International Tracing Service, Arolsen

Already in 1944, the British government organized a Central Tracing Bureau for the registration and tracing of missing people resulting from Axis persecution. In 1955, after several reorganizations and relocations, the center ultimately was named International Tracing Service (ITS) and established with its permanent archives in the West-German town of Arolsen. It was put under the aegis of the International Committee of the Red Cross (ICRC), with a governing commission of representatives of 11 countries (Belgium, France, Germany, Greece, Israel, Italy, Luxembourg, Netherlands, Poland, UK, USA).

The ITS’s purpose was limited to collecting documents on the fate of the victims of persecution by National-Socialist Germany, and assist survivors in filing compensations claims against Germany. Its archival material was not publicly accessible due to privacy and safety concerns for the former persecutees.

In 2007, the ITS opened its archives to the public, and extended its purpose to research and education. It moreover prepared copies of its archival material for each governing country. In 2012, the Red Cross withdrew from the ITS’s management. In 2019, the ITS started posting its archival material online, with the aim of making everything accessible online eventually.

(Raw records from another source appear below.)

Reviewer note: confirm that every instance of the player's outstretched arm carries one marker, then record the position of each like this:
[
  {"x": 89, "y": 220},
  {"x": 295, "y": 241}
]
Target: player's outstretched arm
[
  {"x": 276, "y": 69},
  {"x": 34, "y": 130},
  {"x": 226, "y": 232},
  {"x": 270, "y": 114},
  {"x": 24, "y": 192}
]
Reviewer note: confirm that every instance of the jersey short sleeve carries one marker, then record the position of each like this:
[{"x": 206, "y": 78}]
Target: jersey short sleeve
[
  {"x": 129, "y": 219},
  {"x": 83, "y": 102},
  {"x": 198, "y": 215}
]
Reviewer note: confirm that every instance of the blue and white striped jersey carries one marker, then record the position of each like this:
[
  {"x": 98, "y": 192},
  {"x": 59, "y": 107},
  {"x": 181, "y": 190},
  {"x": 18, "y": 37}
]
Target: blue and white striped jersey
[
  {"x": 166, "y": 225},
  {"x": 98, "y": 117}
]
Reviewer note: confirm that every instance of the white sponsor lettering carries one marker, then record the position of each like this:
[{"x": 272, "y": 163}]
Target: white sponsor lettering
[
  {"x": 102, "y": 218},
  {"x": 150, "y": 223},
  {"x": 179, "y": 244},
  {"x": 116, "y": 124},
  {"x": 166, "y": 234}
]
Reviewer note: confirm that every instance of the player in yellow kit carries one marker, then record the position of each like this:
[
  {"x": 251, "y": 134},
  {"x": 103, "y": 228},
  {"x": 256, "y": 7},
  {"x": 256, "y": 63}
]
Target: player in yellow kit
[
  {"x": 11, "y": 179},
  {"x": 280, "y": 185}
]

Until 1993, the ITS sent out lists of registered deaths in National-Socialist camps on request, consisting of data contained in their archives. The total death toll of their victim lists steadily rose over the years as their documentation became more complete. It reached a value just short of 300,000 victims in 1993. This includes both Jews and non-Jews.

This figure stands in stark contrast to exclusively Jewish Holocaust death-toll figures of six million. However, the ITS lists only cases where a death can be ascertained by official documents, such as camp records documenting the death of an inmate. Most victims of the Holocaust are said to have been murdered in the so-called extermination camps or by the Ein­satz­grup­pen without ever having been registered or documented in any way. Hence, there is hardly any relationship between the ITS’s death-toll list and the claimed death toll for the Holocaust.

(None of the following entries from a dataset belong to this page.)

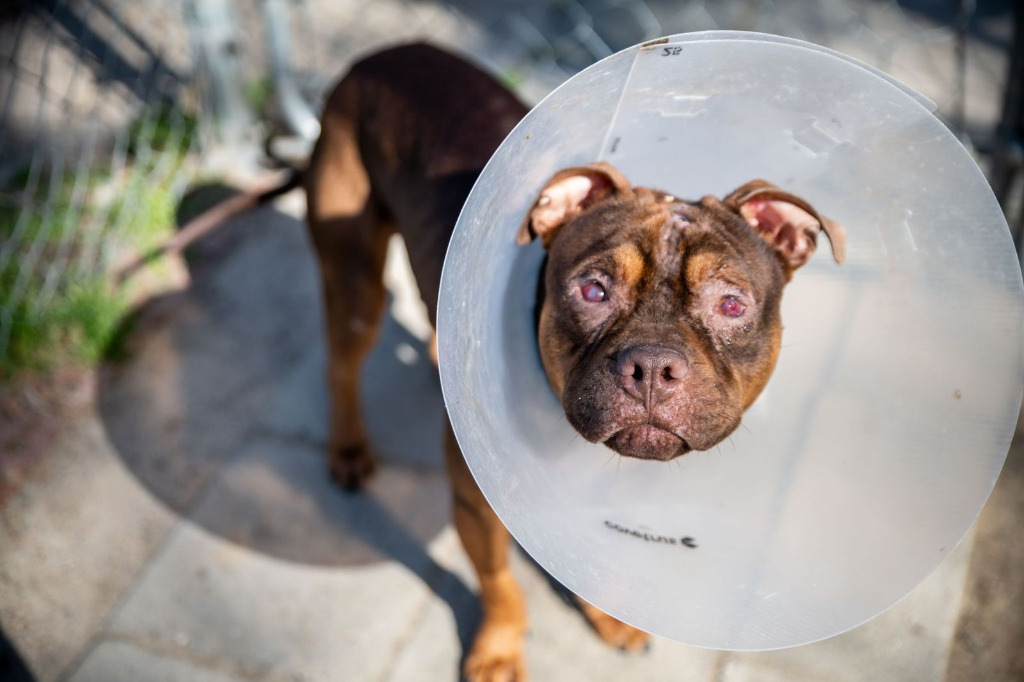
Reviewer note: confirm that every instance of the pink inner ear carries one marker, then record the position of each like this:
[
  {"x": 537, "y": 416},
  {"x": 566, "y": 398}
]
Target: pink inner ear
[
  {"x": 559, "y": 202},
  {"x": 790, "y": 228}
]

Furthermore, many of the documents preserved in Eastern European archives were not yet accessible to the ITS by 1993, let alone analyzed and integrated into their database. Therefore, the ITS’s data was highly incomplete, even for documented cases of camp deaths. This can be seen especially in the case of Auschwitz, where wartime camp documents show some 135,500 victims, whereas the ITS had data for only 60,056 of them in 1993.

As of this writing, the ITS’s archival material is accessible in a format that virtually prevents any user from tallying up victim numbers. This was probably done by design. However, once all the ITS documents have been made accessible and analyzed, it is likely that a more accurate overall death toll of documented victims will become available. That still leaves out the uncounted multitude of those whose fate might never be known.

Notably, there has never been a similar archival tracing of the victims of persecution by other participants in the Second World War, such as the roughly 12 million ethnic Germans expelled from East Germany and Eastern Europe toward the end and after the war, or the many victims of purges in territories reconquered or liberated from the German armed forces. These victims evidently don’t count.

(For more details, see Rudolf 2019, pp. 292-295; 2023, pp. 46f.; Kollerstrom 2023, pp. 91-96.)